With fears growing that the UK Government will decide to pursue a so-called “hard” exit from the European Union, sterling has been under severe pressure for most of this week and was on course for a weekly loss of about 5.4%.
In early trading in Asia on Friday, sterling plunged about 10% from around $1.2600 to $1.1378 in the space of a few minutes.
Reuters reported this low was later revised to $1.1491 — the weakest level for sterling since 1985 — by Thomson Reuters, which owns the Reuters foreign exchange brokerage platform RTSL.
Reuters also said an outlying trade had been cancelled.
Sterling recovered to trade around $1.2275, down 2.7% for the day.
The pound’s plunge in Asia followed a comment by French President Francois Hollande who said the EU needed to remain firm with Britain after it appeared UK Prime Minister Theresa May had decided on a “hard” exit from Europe.
Many investors appear to believe the UK government is heading towards a risky hard Brexit in which the UK gives up full access to the EU single market so that it can impose controls on the UK’s borders.
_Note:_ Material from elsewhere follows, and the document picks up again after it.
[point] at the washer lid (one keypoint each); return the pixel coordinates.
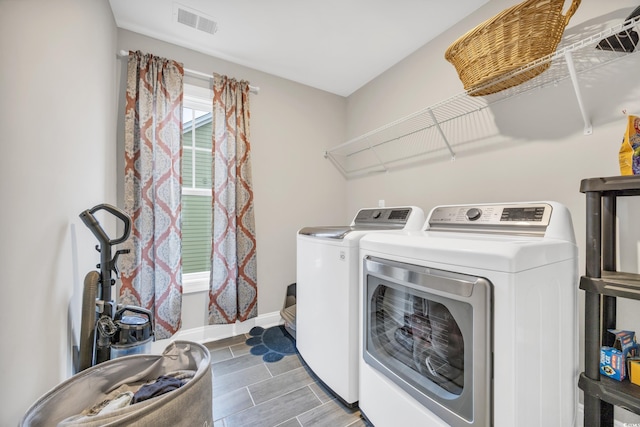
(340, 232)
(371, 219)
Shilen Shah, bond strategist at Investec Wealth & Investment, said: “Sterling’s sharp fall in Asian trading is indicative of the market’s nervousness about the UK economy and the prospects of a hard Brexit.
“A disruptive exit from the EU would be a significant negative for the UK economy with sterling taking the brunt of the pain.
“… the politics around Brexit are likely to be a key driver for sterling in the near term – highlighting the emerging market-like sensitivity of the currency.
“The foreign earnings within the FTSE 100 will however continue to provide a hedge against a weak pound.”
Simon Wood, Investment Director, Treasury, at Edinburgh-based Standard Life Investments, said: “Sterling had been looking vulnerable all this week as the market had started to think that Brexit might be ‘harder’ than previously factored in, following recent political statements.
“The market has already been nervous over how the UK will fund both its current account and budget deficits.
“In particular, if foreign investors hold back any UK investment decisions until the terms of Brexit are clearer, or even (worst case scenario) do not invest any new funds, or decide to pull out of the UK altogether in the case of a ‘hard exit’.
“The trigger for the very large move early Friday morning was possibly comments from President Hollande, which hit the newswires at the market’s most illiquid period — after the New York trading session and before the start of the main Asian session.
“There were not many resting Sterling bids in the market overnight due to the proximity of the Non Farm payroll release on Friday, so a moderate amount of selling volume caused an outsized move which then triggered more stops, especially from options traders.
“Many of the stop orders would have been held in systems and triggered automatically, hitting any bids available no matter how reasonable.”